Absorbée par le récit, C. ne cligne quasiment pas des yeux tout du long. Derrière son regard, de l’autre côté, elle revit sa vie. Derrière doivent circuler les images de son existence, celles que seule C.peut voir, qui viennent illustrer ce que Kee Sung lit à voix haute. Peut-être entend-elle des sons ou des musiques ? Pour sûr, souvenirs et émotions remontent, par vagues, à flots. Sans doute cela est trop, mais C. fait face, avec courage. Silencieuse et attentive, elle n’interrompt que pour corriger des faits. « Ce n’est pas mon beau-père mais le mari de ma sœur qui y est allé ! », précise-t-elle soudainement, en plein récit d’une journée d’importance. Parenthèse, Kee Sung se presse de rectifier en annotant à la main les pages imprimées posées sur ses genoux. Sa voix seule remplit à nouveau l’espace. Celle de C. reste à l’intérieur.
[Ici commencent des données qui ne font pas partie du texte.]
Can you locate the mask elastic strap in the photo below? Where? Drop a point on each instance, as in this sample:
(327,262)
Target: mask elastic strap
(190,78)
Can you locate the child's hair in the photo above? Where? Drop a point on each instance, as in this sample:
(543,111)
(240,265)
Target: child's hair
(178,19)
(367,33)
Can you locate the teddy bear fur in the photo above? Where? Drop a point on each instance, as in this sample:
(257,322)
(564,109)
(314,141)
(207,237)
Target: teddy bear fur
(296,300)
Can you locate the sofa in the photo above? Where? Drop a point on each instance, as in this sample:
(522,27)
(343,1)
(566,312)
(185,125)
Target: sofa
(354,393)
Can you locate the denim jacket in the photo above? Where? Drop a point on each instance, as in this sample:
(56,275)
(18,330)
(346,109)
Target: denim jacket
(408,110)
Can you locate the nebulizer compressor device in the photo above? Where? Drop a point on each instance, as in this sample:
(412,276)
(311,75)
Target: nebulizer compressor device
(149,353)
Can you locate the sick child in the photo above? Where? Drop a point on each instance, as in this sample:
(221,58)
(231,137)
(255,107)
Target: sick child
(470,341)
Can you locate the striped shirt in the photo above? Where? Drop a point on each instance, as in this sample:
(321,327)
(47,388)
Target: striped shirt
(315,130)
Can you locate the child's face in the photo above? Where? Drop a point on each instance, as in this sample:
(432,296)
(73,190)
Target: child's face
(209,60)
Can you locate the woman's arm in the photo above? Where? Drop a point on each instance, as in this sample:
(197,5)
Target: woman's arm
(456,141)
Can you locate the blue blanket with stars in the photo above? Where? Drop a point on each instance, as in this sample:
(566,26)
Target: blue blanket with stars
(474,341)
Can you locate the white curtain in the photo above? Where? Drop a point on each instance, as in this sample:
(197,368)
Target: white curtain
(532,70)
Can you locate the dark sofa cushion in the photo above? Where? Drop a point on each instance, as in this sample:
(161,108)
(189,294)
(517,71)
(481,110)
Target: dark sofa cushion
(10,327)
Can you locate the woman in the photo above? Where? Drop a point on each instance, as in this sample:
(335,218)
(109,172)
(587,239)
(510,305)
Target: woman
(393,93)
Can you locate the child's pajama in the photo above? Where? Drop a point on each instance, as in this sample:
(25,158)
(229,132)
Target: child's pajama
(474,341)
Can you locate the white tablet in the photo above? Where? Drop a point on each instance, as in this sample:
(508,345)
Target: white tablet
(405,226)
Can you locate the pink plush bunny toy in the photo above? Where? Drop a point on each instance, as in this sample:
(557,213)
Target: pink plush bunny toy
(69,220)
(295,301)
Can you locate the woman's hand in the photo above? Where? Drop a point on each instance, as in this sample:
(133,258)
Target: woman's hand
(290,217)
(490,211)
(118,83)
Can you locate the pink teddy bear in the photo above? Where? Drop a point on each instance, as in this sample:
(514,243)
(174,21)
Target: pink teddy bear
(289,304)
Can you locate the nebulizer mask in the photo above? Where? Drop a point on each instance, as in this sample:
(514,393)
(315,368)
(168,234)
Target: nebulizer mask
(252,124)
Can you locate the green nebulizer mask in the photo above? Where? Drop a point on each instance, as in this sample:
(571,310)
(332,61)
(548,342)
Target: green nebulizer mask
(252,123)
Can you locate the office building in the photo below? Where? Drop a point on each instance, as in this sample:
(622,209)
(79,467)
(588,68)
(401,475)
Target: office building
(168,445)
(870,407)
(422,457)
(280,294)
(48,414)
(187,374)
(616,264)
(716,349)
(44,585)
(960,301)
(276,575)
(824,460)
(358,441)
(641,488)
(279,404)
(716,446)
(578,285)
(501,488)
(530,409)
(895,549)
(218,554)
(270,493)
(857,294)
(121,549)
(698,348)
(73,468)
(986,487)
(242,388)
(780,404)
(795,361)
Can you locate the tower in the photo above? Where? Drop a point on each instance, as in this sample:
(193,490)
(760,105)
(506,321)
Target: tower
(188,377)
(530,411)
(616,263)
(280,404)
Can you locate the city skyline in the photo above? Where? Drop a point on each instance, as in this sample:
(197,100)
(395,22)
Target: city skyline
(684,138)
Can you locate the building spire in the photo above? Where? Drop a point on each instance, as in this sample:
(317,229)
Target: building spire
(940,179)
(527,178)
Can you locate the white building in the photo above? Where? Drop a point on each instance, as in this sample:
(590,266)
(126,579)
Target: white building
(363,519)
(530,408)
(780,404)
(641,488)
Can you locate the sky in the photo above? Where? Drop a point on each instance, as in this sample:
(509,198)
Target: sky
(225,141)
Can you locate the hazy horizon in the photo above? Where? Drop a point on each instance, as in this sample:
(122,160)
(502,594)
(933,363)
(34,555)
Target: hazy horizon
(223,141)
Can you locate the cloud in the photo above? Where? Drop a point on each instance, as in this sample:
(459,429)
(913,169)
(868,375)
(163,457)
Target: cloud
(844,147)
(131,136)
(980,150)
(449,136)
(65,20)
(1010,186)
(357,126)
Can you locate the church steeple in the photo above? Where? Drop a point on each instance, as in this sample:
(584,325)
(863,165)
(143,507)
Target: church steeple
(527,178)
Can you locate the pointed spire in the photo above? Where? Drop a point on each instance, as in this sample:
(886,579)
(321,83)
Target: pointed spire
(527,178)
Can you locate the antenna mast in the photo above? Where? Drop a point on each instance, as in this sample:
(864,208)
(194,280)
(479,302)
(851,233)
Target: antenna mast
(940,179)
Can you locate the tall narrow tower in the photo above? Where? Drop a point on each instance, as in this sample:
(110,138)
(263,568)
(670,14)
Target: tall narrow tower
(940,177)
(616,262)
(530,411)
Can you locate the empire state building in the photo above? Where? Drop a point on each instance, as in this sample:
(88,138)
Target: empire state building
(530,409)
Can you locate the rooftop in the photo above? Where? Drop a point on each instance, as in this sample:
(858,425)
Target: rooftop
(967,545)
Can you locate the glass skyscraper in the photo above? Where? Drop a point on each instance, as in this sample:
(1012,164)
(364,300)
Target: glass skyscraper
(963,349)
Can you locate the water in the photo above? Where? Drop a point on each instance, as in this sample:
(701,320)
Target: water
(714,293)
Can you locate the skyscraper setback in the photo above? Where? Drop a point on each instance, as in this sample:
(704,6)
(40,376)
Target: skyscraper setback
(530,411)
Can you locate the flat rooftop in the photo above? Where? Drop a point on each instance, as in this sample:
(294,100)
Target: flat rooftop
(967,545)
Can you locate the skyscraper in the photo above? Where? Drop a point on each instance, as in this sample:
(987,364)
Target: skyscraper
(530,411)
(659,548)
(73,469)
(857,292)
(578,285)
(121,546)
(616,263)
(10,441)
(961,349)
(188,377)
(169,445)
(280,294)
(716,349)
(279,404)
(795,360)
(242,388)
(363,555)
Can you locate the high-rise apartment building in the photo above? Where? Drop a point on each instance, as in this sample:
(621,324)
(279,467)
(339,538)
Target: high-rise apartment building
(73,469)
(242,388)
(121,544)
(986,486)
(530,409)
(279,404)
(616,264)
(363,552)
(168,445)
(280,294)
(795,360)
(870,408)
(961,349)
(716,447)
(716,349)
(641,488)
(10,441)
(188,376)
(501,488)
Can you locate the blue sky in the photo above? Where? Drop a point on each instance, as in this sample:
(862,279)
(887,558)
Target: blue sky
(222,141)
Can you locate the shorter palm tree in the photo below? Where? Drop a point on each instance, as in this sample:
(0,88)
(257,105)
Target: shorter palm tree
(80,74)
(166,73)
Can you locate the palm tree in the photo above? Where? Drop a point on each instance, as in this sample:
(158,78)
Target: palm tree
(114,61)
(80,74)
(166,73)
« Que le temps passe vite ». « Les années sont passées à toute allure ». « Le temps a filé entre nos doigts ». C’est ce sentiment qui traverse tout le récit de la vie de C., qui a pour autant, selon elle, « bien vécu» : « j’ai bien profité de la vie ». « Un solide goût de trop peu, c’est un beau titre ça », songe C. Kee Sung et elle Elle et l’ont choisi ensemble, à un ou deux mots près dans sa version finale : « Un vrai gros goût de trop peu ». Titre qui convoque le sentiment universel de la brièveté de la vie, que C. souligne à la fin de la sienne.

En discutant avec la passeuse de cette expérience partagée, C. considère que « refaire le fil de sa vie… C’est une belle expérience, ça en vaut la peine ». Spontanément, Kee Sung lui assure que pour elle, «ça a été une vraie rencontre ». « C’est vrai ? », réagit d’emblée C. d’un regard ému, la voix reconnaissante. Corrections apportées, le récit est approuvé. Il va maintenant être envoyé à l’Asbl Am&mo pour la confection de l’ouvrage. Mais C. assure que pour elle l’essentiel était ailleurs, dans ces séances passées à se raconter. Le livre, il sera important pour sa famille, pour que ses petits-enfants puissent un jour lire et connaître sa vie.
D’écriture, il est toujours question quand C. partage avec douleur les lignes qu’elle a préparé pour annoncer à ses amis, via un post Facebook, son choix d’une date prochaine pour son euthanasie. Ses mots, d’une force rare, restent longtemps dans le silence de la pièce, ponctué seulement par des sanglots, le bruit des machines, et les éclats de voix de l’extérieur.
« On est habités par la personne qui nous confie son récit de vie », avait d’ailleurs prévenue Nadine lors d’une réunion d’équipe. C’est le cas pour Kee Sung, et c’est notre cas, malgré nos efforts de discrétion démasqués par C. d’un saisissant : « Allez ! Posez-moi des questions, je suis encore là hein ! » Tous marqués par la force d’un regard, le poids des mots, de leur sincérité.